My preference is the service of Canva, an online company that has many different preassembled marketing medias for paper and electronic usage. Combining this design software with a local print shop or online print shop allows practices to easily make high-quality flyers in one to two hours of total work.

However, if the practice culture or scheduling doesn’t allow for design time, there are also freelance sources available. Practitioners can still maintain a high standard of quality by providing the required information to freelancers who can be bid out designs at websites such as fiver.com, freelancer.com or funnelroledex.com, among others. These sites will provide qualified graphic design artists from around the world and will then have them compete against each other for your business.

The use of flyers should also be encouraged because of the low-cost ceiling required for each marketing campaign. Canva itself only costs $9.99 per month and print costs for 75 to 100 copies of a quality flyer will range from $75 to $150. These costs plus some minor postage costs mean a monthly advertisement campaign centered around flyers would only total $90 to $165. While this is a cost, please note the majority of marketed services should return that investment in one to two hours of dedicated work or a handful of product sales.

It is my personal experience that such a campaign will work if well thought out and executed. One anecdotal example for this was a milk culture flyer advertising our milk quality lab. We sent this flyer, pictured above, out to all of our dairy clients that received a bill that month.

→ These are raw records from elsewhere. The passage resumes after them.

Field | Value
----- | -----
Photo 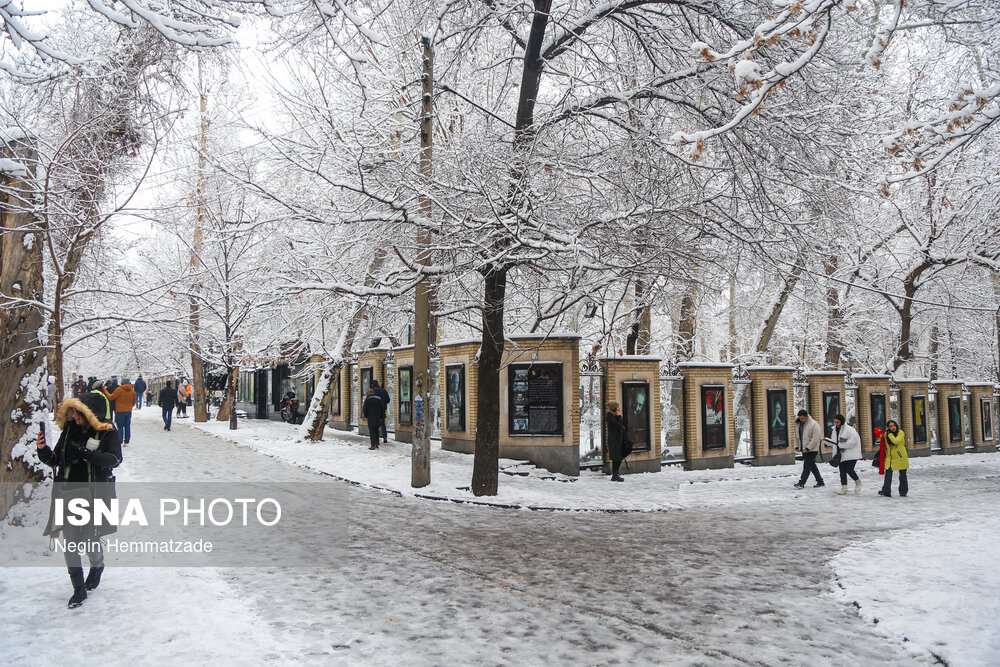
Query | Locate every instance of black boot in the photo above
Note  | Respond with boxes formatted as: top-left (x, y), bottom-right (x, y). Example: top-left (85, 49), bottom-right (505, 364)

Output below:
top-left (84, 565), bottom-right (104, 591)
top-left (66, 567), bottom-right (87, 609)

The next month we increased our milk quality sales significantly and landed a new client that resulted in over a $1,000 of gross sales the following year. While not every advertisement will strike gold this way, it only takes one or two successful campaigns per year to pay for the marketing campaign.

One final important statistic of note is while many marketing gurus disagree on the true number of exposures to a product before buying, Microsoft research suggests it takes a potential client between three and 20 exposures before they are influenced to purchase. This is the final advantage of using digital design sources such as Canva, because these types of media are readily converted from paper flyer designs to email and social media campaigns that can also reach potential customers. Supplement this with an explanatory video or podcast and you can now provide the client yet another type of exposure to your product or service. Using readily available media marketing programs today and a quality print company can result in improved sales and uptake of new services for today’s modern food-animal practice.